The default settings are not ideal for most photographs so, after selecting the Stamp and before it is used, set the Tool Options as required.

NOTES:
1. The dotted circle shown around the pointer, varies in size and shape according to the brush selected (See the Tool Options).
2. Until you have set the source, you will not be able to paint with the Clone tool. The pointer indicates this by showing a "forbidden" symbol.

Go to TopTool Options

Clone Stamp Tool Options

The main tool options for use on photographs are:

The Brush:
Generally replacing the default "Circle" with a "Circle Fuzzy" produces the best effect. Cluck the brush image to drop down a list of the other available types.

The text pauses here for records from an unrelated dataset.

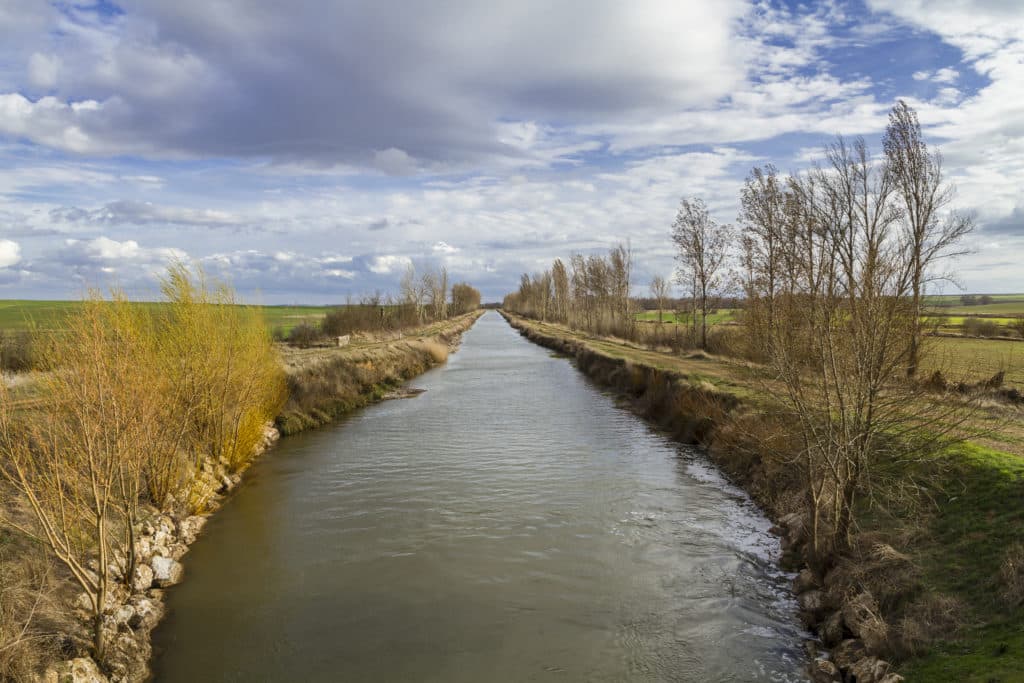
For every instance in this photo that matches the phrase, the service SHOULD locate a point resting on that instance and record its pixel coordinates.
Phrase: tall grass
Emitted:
(135, 399)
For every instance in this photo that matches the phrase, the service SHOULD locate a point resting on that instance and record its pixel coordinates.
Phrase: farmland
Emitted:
(23, 313)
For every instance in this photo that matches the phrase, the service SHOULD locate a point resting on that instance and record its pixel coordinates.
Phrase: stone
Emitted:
(84, 602)
(145, 613)
(830, 631)
(805, 581)
(891, 678)
(848, 652)
(123, 615)
(167, 571)
(869, 670)
(823, 671)
(143, 549)
(189, 528)
(142, 579)
(82, 670)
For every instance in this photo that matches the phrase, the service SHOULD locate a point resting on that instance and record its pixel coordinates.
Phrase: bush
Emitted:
(15, 351)
(303, 336)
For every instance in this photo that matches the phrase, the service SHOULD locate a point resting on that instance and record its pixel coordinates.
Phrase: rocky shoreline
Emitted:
(845, 625)
(163, 538)
(136, 606)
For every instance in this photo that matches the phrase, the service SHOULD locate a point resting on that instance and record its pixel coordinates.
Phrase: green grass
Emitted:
(22, 313)
(980, 513)
(720, 315)
(974, 359)
(1003, 304)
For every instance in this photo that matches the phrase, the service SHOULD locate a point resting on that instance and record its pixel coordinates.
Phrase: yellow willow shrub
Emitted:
(224, 361)
(78, 459)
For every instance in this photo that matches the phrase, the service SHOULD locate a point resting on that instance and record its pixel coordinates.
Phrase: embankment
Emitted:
(871, 604)
(324, 384)
(328, 383)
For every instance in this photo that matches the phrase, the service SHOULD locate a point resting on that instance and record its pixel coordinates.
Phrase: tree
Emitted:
(763, 221)
(839, 342)
(464, 298)
(659, 290)
(929, 237)
(562, 292)
(702, 248)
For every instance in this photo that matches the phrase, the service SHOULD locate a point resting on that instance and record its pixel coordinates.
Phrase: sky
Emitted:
(308, 151)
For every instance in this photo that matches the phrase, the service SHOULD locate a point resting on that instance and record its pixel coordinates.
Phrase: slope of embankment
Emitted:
(930, 593)
(324, 384)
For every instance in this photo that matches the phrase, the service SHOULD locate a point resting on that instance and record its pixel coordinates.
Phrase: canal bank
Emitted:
(325, 384)
(509, 523)
(699, 401)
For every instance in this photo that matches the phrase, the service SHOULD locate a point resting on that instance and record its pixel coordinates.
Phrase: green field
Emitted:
(974, 359)
(720, 315)
(22, 313)
(1011, 305)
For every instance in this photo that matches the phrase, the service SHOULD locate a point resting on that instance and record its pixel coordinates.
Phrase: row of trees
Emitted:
(135, 398)
(423, 298)
(834, 265)
(593, 293)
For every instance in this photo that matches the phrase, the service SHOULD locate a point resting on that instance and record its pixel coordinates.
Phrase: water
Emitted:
(509, 524)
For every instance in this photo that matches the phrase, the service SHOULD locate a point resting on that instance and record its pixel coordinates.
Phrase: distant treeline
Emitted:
(424, 298)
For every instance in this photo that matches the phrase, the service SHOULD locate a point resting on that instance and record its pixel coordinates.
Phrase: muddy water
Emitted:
(509, 524)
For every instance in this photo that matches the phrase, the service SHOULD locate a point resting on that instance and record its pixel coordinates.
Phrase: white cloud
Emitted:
(43, 70)
(10, 253)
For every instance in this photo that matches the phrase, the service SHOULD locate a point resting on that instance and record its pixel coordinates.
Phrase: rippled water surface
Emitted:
(509, 524)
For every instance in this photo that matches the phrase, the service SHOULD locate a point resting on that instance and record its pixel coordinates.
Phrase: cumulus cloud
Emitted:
(345, 82)
(144, 213)
(10, 253)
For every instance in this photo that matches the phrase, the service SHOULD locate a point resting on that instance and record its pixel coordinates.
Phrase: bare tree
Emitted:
(929, 237)
(659, 290)
(702, 247)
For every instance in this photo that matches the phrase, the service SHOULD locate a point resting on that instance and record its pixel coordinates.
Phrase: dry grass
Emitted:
(34, 624)
(436, 350)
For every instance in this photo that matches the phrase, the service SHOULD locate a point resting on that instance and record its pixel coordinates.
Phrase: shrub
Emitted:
(1012, 575)
(15, 351)
(303, 336)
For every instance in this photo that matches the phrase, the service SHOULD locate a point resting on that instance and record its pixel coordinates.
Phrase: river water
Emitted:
(512, 523)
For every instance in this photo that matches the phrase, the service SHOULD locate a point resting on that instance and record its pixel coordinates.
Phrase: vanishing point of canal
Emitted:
(512, 523)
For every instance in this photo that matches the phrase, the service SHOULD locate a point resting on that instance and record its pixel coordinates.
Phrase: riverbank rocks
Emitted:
(823, 671)
(82, 670)
(142, 579)
(805, 581)
(166, 571)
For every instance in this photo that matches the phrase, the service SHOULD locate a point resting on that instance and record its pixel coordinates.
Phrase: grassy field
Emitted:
(720, 315)
(20, 313)
(956, 543)
(974, 359)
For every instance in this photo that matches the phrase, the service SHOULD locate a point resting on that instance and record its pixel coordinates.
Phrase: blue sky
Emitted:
(309, 151)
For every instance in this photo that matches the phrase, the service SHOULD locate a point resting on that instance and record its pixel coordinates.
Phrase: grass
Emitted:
(720, 315)
(975, 359)
(20, 313)
(980, 513)
(958, 543)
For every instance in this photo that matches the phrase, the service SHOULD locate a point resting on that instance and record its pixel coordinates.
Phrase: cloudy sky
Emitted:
(309, 150)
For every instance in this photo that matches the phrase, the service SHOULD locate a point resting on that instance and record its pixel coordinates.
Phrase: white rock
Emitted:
(82, 670)
(166, 571)
(189, 528)
(142, 579)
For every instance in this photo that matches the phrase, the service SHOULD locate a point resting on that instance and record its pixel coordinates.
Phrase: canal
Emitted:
(511, 523)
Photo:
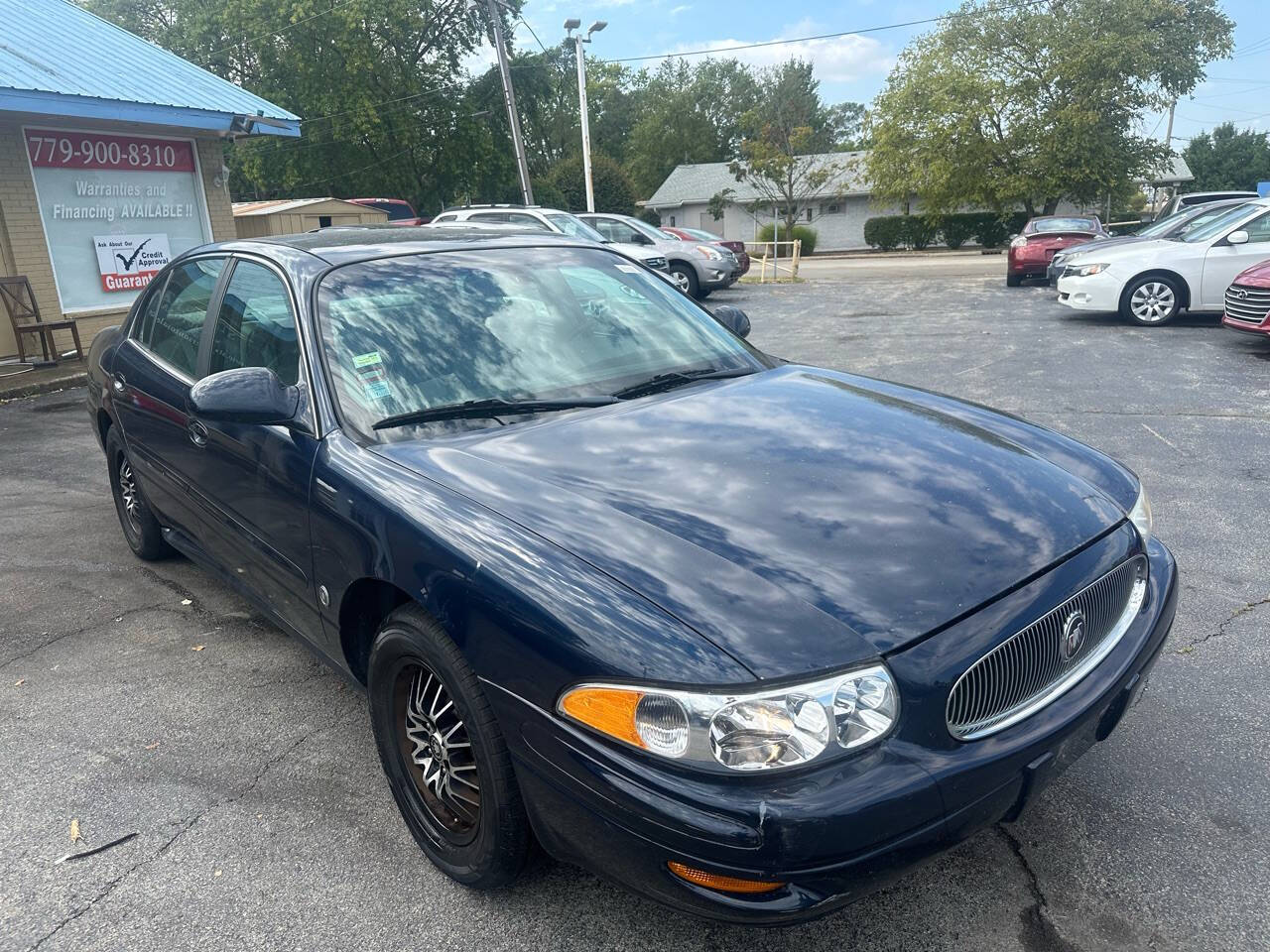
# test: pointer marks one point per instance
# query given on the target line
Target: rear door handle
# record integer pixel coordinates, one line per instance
(197, 433)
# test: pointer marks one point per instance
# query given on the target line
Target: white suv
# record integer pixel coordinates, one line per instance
(549, 220)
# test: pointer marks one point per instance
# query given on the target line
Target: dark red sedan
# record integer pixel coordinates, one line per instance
(1247, 301)
(737, 248)
(1033, 248)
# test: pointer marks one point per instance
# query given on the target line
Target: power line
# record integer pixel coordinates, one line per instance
(280, 32)
(955, 14)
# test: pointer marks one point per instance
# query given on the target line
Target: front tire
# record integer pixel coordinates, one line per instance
(1151, 299)
(444, 753)
(141, 529)
(686, 278)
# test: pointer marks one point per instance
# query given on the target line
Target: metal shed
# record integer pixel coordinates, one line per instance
(290, 216)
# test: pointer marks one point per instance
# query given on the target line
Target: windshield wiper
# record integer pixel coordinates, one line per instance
(488, 409)
(666, 381)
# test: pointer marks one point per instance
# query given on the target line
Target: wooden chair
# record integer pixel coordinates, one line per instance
(19, 301)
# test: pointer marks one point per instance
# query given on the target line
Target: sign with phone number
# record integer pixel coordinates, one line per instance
(80, 150)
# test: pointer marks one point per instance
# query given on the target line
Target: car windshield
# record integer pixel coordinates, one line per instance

Select the largest brush you can that will allow appropriate source content to be copied from the source area and pasted to the destination area. Be prepared to switch to a smaller one to work in confined areas.

Scale:
Adjusts the brush size, if one the right size is not otherwise available. (If you are repeatedly scaling brushes, consider creating a new one of a more appropriate size. This can be achieved from the Dialogues Window.)
Source:
Ensure "Image" is selected.
Alignment:
For each click or drag:
  • None: The source returns to its original location.
  • Aligned: The source maintains its relationship to the original destination. (Usually produces the best results.)
  • Non-aligned: The source remains fixed at its original location.
  • Registered: Copies each pixel in the source to the pixel with the same offset in the target. It is most commonly useful when you want to clone from one layer to another layer within the same image.

Go to TopUsing the Tool

Having set the Tool options, zoom in to the area to be cloned so that you can clearly see the detail inside the outline of the brush.

Select the area, the "source", to copy from. Do this by holding down the CTRL key (the pointer changes from an arrow to a cross) and clicking over the desired source area. Then you can click on the destination where you want the source to the "painted".

If not satisfied with the result, use the CTRL-Z keystroke, to undo recent actions. Adjust the tool options, if necessary

Generally, only drag where the background of the source and destination match closely. On areas where the background is complex try repeated clicking instead.

When repeatedly stamping with only slight movements in between, avoid working back over an area already stamped or the destination area will develop an obvious repetition.

You can clone from any layer of any image, by clicking on the image display, with the CTRL key held down, while the layer is active.